Candy or Medication?

You’re working a busy shift in the peds ED among a seemingly endless cycle of various permutations of fevers, cough, abdominal pain, vomiting, diarrhea, when another kid pops up on the board: “vomiting, abdominal pain”. Fantastic. You go over to the kid and find a 4-year-old male with no significant past medical or birth history. Immunizations are UTD, and he is generally healthy. As per mom, he was in his usual state of health when he suddenly started to complain of generalized abdominal pain with multiple episodes of bloody vomiting and diarrhea for the last 3 hours. There have been no fevers, prior similar episodes, sick contacts, recent travel, recent antibiotics, or sketchy foods that the mom can recall. The kid mentions having eaten some candy earlier but won’t say from where he got it. The mom isn’t sure about that but mentions he may have gotten it from one of his older siblings, and in their family, the boys don’t snitch on each other. Physical exam demonstrates a boy in pain holding his abdomen who is afebrile, tachycardic, and somewhat toxic-appearing. It’s difficult to get a proper physical exam, but he seems to have generalized abdominal tenderness. Hmmm, this kid looks a little too sick than your run of the mill food-borne gastroenteritis. Maybe intussusception, inflammatory bowel disease, or foreign body??

What was it about that “candy”? The kid admits to getting the candy out of the mom’s purse. The mom gives a loud, “Huh? Say what, now??” And lo and behold, in the purse you find…

Image Source:


Iron Toxicity

Introduction and Brief Pathophysiology

Prior to 1990, iron toxicity used to be one of the major causes of toxicological deaths in children younger than 6 years. This was due to many factors including the medication’s resemblance to candy, presumed safety of iron-containing supplements, and simply not knowing that iron can be present in various multivitamin preparations in somewhat significant amounts (up to 100mg of elemental iron).1 Since then, public health efforts have increased awareness and education, and federal packaging regulations had mandated unit-dose packaging for meds containing >= 30mg elemental iron per dose. This has helped to significantly reduce the incidence of iron poisoning.2,3 Nevertheless, as EM docs, we have to be ready for anything that comes through those doors, so let’s take a further look into iron toxicity.

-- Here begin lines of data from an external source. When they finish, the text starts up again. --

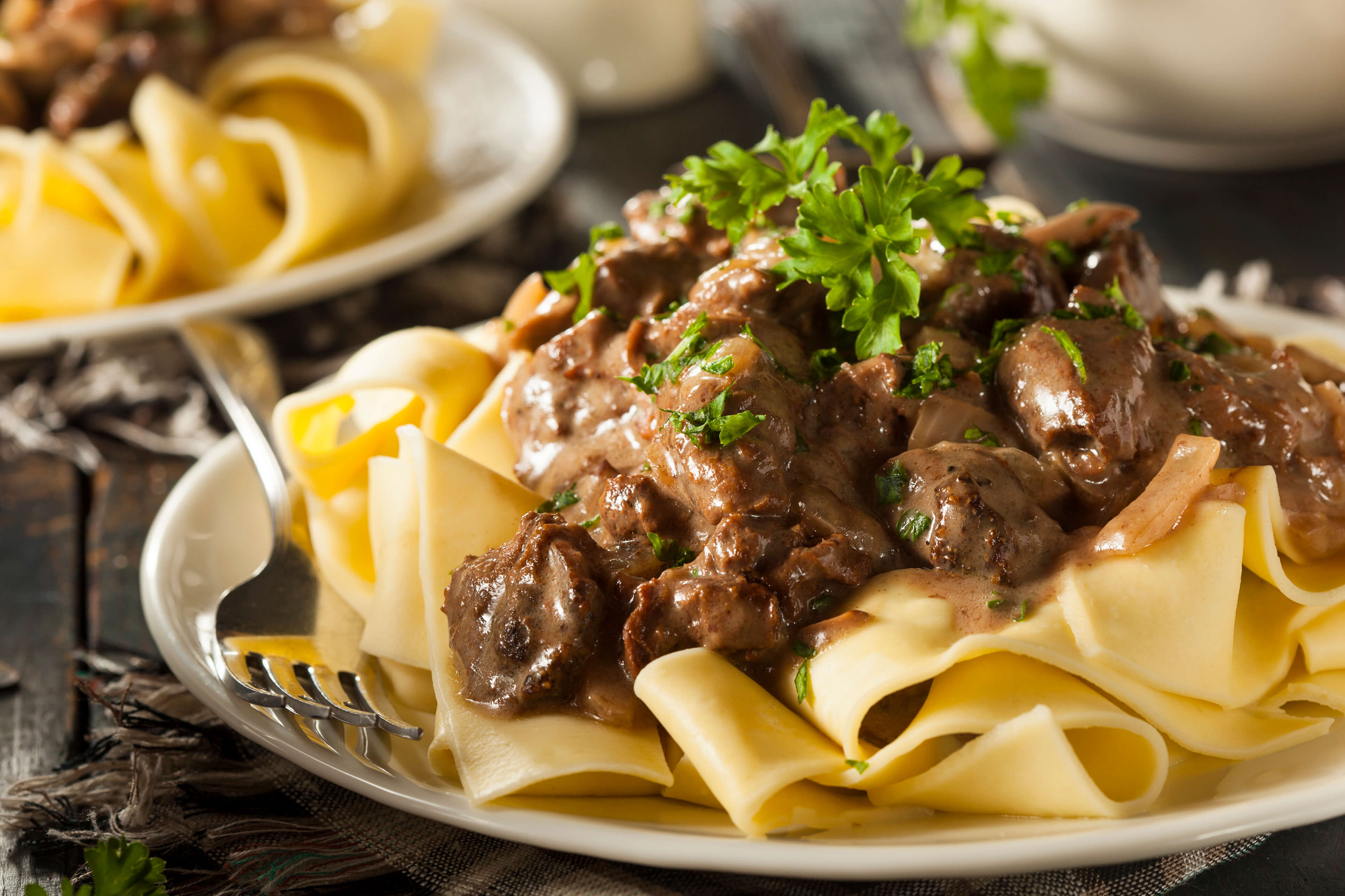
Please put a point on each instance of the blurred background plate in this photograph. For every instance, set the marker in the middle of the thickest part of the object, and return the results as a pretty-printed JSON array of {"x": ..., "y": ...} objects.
[{"x": 502, "y": 127}]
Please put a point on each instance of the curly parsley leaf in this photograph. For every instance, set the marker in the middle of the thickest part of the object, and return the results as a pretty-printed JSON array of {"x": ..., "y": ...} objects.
[
  {"x": 669, "y": 552},
  {"x": 119, "y": 868},
  {"x": 996, "y": 88},
  {"x": 981, "y": 438},
  {"x": 583, "y": 274},
  {"x": 736, "y": 186},
  {"x": 891, "y": 483},
  {"x": 1071, "y": 349},
  {"x": 711, "y": 426},
  {"x": 560, "y": 501},
  {"x": 693, "y": 349},
  {"x": 928, "y": 370},
  {"x": 912, "y": 525},
  {"x": 1129, "y": 315}
]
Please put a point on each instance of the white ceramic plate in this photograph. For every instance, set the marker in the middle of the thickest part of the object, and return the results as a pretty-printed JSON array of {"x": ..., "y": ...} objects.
[
  {"x": 502, "y": 126},
  {"x": 213, "y": 532}
]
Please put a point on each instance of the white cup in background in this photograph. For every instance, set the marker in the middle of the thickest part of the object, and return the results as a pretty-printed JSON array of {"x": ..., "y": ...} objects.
[{"x": 617, "y": 56}]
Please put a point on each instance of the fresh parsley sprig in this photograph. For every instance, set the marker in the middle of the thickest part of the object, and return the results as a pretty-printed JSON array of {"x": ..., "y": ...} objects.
[
  {"x": 997, "y": 89},
  {"x": 842, "y": 236},
  {"x": 583, "y": 274},
  {"x": 119, "y": 868}
]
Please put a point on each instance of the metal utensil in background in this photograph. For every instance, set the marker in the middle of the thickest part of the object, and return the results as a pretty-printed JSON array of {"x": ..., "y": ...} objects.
[{"x": 280, "y": 601}]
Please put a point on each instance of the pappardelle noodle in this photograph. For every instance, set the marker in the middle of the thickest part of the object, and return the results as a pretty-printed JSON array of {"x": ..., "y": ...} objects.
[
  {"x": 824, "y": 498},
  {"x": 198, "y": 150}
]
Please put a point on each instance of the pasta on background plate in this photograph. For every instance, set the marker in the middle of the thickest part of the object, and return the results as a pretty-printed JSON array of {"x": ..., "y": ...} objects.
[
  {"x": 292, "y": 150},
  {"x": 677, "y": 536}
]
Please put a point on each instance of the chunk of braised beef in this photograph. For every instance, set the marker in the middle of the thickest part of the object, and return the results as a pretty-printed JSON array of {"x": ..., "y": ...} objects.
[
  {"x": 528, "y": 618},
  {"x": 978, "y": 510},
  {"x": 727, "y": 614},
  {"x": 1107, "y": 427},
  {"x": 651, "y": 220}
]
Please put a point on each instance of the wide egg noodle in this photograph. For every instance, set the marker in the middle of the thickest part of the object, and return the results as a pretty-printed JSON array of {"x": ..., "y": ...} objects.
[
  {"x": 72, "y": 240},
  {"x": 327, "y": 95},
  {"x": 752, "y": 753},
  {"x": 467, "y": 509},
  {"x": 424, "y": 376},
  {"x": 914, "y": 637},
  {"x": 1073, "y": 751},
  {"x": 1168, "y": 615},
  {"x": 1270, "y": 551},
  {"x": 395, "y": 629},
  {"x": 208, "y": 179},
  {"x": 482, "y": 437}
]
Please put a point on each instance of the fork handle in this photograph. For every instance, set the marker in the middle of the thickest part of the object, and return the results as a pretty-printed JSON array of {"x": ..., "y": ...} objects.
[{"x": 241, "y": 375}]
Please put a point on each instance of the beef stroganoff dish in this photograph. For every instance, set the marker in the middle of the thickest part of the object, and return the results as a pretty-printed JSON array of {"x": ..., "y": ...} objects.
[
  {"x": 825, "y": 497},
  {"x": 151, "y": 150}
]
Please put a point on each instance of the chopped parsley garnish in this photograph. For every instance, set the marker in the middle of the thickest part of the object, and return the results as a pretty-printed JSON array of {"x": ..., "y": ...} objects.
[
  {"x": 560, "y": 501},
  {"x": 692, "y": 349},
  {"x": 912, "y": 525},
  {"x": 996, "y": 88},
  {"x": 1000, "y": 337},
  {"x": 981, "y": 438},
  {"x": 802, "y": 679},
  {"x": 667, "y": 313},
  {"x": 928, "y": 370},
  {"x": 711, "y": 426},
  {"x": 826, "y": 364},
  {"x": 669, "y": 552},
  {"x": 1071, "y": 349},
  {"x": 993, "y": 264},
  {"x": 1129, "y": 315},
  {"x": 842, "y": 236},
  {"x": 1216, "y": 344},
  {"x": 1062, "y": 252},
  {"x": 891, "y": 485},
  {"x": 583, "y": 274}
]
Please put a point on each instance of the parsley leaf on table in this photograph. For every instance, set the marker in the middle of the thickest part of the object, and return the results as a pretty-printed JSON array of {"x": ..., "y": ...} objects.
[
  {"x": 584, "y": 271},
  {"x": 119, "y": 868}
]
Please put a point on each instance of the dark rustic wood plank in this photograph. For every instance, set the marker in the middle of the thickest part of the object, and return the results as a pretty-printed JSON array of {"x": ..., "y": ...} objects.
[
  {"x": 126, "y": 496},
  {"x": 41, "y": 611}
]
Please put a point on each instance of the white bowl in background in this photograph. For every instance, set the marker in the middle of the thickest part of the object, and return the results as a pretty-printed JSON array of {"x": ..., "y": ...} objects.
[{"x": 1195, "y": 84}]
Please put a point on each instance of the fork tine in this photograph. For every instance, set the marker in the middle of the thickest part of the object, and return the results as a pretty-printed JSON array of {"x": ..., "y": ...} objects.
[
  {"x": 365, "y": 693},
  {"x": 248, "y": 680},
  {"x": 280, "y": 672},
  {"x": 325, "y": 687}
]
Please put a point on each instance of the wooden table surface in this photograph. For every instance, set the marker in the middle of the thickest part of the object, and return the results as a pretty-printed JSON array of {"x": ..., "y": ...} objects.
[{"x": 70, "y": 543}]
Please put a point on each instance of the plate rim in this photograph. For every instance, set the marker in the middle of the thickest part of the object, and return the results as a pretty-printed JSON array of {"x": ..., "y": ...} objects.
[
  {"x": 551, "y": 139},
  {"x": 1109, "y": 843}
]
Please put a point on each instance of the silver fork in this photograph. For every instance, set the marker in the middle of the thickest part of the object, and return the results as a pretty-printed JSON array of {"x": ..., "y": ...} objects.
[{"x": 282, "y": 598}]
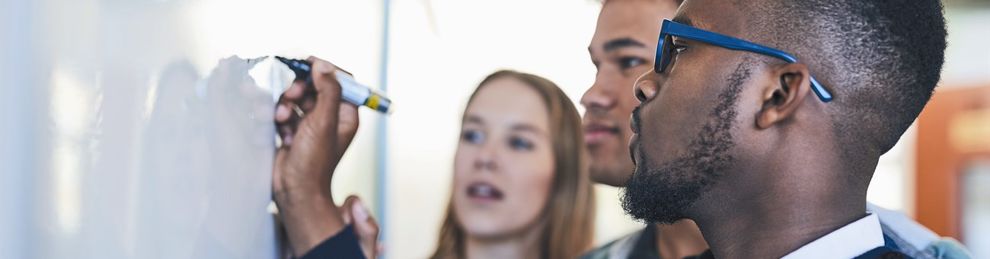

*Note: The federal regulations for unit-dose packaging has since been lifted by the FDA.4

Medications that resemble candy. Image Source:


How does iron toxicity present?

Described in textbooks as early as the 1950s,6 acute iron toxicity classically presents in 4-5 phases:

Phase Onset Presentation Remarks/Pathophysiology
1) Local/GI Toxicity 0.5-6h Nausea, vomiting, diarrhea, GI bleeding Redox reactions + free-radicals = damage to GI mucosa and increased passive absorption of Fe
2) Latent Period 6-24h Improving GI symptoms from phase I; however, progressive organ cellular toxicity and organ damage, metabolic acidosis This phase is not always present
3) Systemic Toxicity 12-24h Hemodynamic instability, shock, coagulopathy/DIC, metabolic acidosis 1) Negative inotropy

2) Decreased plasma volume

3) Inhibition of thrombin/coagulation cascade

4) Acidosis:

a) lactic acid due to shock

b) Inhibition of oxidative phosphorylation (protons normally used to form H2O are released)

c) Ferric hydroxide formation (Fe3++3H2O -> Fe(OH)3 + 3H+)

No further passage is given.